I don’t want to bash the Vita, but I feel like the device already had its last gasp years ago, the fact that it’s still getting support is pretty admirable. But also frustrating as a guy who just spent a bunch of paragraphs raving about how much I like the Switch. This is only a short term complaint though, with the sales for the Switch already passing the lifetime sales of the Wii U, I’m not fretting too much about 3rd party developers getting their games onto the device in the end. It’s just a matter of patience.
Although no amount of patience is going to be enough for some of the more eager Switch fans. Those who want to see literally everything make its way onto the smaller system. There has been a fervour over porting Monster Hunter World onto the Switch, it’s been of such an intensity that even Capcom have had to address it, on multiple occasions, to tell people it’s just not on the cards. Personally, I don’t want to see the new Monster Hunter on Switch. But that’s me.
My best times playing the franchise have been on console, while I feel like the amount of fun I was getting from playing the franchise on the 3DS was always handicapped. I can understand why people want it though. With the franchise having such a long time presence on handheld devices, such as the 3DS and the PSP before that. Some people view the series as a portable one. But not to me. I value a particular type of thing in portable games, and that venn diagram had very little crossover with the things I value from console games.

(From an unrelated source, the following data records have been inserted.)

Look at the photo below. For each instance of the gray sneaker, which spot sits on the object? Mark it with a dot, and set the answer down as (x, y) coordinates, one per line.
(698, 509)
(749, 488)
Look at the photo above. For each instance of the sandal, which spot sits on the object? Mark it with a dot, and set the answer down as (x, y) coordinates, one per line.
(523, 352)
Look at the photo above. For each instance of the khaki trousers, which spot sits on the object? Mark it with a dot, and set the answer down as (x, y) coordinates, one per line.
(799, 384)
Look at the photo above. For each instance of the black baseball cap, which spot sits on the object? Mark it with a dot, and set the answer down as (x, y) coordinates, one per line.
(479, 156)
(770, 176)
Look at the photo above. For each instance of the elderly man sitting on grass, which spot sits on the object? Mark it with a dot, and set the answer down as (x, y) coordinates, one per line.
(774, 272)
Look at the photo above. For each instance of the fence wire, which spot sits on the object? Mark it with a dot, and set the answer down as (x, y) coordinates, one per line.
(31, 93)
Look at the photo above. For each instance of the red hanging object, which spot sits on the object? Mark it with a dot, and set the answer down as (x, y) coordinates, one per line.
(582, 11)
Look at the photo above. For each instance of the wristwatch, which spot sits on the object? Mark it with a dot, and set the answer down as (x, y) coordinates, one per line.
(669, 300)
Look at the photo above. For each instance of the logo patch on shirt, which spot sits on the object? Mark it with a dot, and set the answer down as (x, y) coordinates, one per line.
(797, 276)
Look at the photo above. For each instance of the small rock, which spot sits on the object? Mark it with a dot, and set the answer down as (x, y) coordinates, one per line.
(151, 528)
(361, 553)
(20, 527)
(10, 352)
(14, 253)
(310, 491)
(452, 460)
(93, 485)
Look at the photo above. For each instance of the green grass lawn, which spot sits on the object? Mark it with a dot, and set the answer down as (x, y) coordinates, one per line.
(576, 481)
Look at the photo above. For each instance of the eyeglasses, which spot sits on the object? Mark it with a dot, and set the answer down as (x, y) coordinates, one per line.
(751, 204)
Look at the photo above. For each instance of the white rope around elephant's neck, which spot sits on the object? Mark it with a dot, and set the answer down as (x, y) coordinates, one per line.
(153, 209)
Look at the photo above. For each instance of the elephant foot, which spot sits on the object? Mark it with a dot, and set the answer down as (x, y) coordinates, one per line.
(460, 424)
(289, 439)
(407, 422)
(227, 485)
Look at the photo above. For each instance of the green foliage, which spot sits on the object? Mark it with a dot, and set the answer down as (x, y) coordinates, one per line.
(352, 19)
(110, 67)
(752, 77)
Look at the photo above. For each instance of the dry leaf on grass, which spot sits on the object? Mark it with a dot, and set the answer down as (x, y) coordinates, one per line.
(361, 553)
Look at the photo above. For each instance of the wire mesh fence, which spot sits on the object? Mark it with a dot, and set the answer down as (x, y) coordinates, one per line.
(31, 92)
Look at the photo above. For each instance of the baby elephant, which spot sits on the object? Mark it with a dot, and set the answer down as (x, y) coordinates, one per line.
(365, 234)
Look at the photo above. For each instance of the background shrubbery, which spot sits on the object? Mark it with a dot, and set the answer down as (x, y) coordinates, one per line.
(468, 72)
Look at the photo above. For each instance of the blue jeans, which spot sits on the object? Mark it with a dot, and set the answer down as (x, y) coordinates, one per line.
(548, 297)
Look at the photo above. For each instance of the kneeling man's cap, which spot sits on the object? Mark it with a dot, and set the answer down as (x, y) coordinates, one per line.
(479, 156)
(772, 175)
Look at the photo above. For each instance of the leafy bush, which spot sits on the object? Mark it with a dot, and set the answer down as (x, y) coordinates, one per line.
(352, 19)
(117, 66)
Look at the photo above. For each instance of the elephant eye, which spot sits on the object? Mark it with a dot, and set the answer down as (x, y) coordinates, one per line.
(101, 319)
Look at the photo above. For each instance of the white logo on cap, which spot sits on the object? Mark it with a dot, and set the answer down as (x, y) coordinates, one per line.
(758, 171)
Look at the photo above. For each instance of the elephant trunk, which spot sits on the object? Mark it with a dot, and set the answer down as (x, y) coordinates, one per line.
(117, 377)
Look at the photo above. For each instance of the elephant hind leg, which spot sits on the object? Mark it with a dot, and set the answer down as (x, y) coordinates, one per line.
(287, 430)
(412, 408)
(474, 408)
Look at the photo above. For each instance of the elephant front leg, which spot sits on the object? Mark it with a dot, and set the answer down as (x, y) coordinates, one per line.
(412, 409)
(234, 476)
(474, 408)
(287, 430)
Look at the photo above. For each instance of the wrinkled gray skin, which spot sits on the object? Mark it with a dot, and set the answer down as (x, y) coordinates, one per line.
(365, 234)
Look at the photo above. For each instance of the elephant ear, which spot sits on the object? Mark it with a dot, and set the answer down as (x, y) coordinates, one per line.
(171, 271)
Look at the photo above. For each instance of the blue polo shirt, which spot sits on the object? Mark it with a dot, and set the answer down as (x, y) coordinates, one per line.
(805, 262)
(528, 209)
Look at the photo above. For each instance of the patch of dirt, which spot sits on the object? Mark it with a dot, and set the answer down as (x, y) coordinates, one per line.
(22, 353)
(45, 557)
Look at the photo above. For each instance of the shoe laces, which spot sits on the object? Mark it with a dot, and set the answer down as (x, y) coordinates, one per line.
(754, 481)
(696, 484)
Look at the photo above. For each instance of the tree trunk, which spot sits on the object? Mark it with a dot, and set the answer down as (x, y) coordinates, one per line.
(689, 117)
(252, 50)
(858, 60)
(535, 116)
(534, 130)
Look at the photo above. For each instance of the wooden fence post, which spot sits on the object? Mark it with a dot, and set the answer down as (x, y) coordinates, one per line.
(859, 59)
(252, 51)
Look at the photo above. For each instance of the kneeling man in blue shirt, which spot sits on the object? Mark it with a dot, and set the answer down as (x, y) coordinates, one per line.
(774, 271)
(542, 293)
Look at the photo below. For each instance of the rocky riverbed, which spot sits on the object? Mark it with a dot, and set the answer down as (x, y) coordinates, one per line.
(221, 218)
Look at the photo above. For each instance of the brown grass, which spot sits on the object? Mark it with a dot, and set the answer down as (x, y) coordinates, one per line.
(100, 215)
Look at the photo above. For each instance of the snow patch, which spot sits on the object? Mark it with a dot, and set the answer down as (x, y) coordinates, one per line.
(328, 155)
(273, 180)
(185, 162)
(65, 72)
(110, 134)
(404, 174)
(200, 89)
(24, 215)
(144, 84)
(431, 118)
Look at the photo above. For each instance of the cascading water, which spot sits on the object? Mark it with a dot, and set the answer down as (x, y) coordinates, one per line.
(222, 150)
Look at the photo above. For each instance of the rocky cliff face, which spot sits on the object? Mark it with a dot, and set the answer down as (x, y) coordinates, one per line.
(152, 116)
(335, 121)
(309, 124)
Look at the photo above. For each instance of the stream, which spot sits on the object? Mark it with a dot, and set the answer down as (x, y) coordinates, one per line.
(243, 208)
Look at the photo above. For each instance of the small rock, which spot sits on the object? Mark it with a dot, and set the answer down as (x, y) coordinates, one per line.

It’s not like I have forsaken the television aspect of the console entirely. It ultimately comes down to session length. I want to spend a longer amount of time playing the likes of Zelda and Mario, drinking in their visuals and taking my time with them. That’s not an experience I feel I need whilst hunched over a smaller screen. It will be the same when I pick up Bayonetta: the most bizarre Nintendo exclusives. But the thing all of this boils down to is also the best thing about the Switch:
It’s that the options are always there, and for people who have the opposite opinion to me, who will only play their device one away or the other, there is nothing stopping them from doing so… Except maybe battery life, but shush. While the device might not have the raw power of the other consoles, and that prevents some amount of cross platform, there is still more than enough from Nintendo to make up for this. Look at their future releases migrating from the 3DS; Pokemon, Fire Emblem, Phoenix Wright, Animal Crossing.
While we won’t be seeing literally everything coming to the device, there is going to be a huge selection of games to pick from in the coming years, and a healthy number of them exclusive to the system. While this is never going to become my main gaming platform, it’s become a secondary platform that I really value. Like the 3DS before it, but with the potential to provide games in the future of the same calibre as Breath of the Wild. I’m really glad Nintendo pulled it around again after the failure of the Wii U, and I’m additionally glad that they feel brave enough to still come out with barmy ideas like the Nintendo Labo. No other company is mad enough to make a risk like that.
Nintendo have just separated themselves from the head bashing of Sony and Microsoft, and it does nothing but make the Switch a stronger device for it. I love the Switch and let’s be fair. I’m just chomping at the bit for that Pokemon game.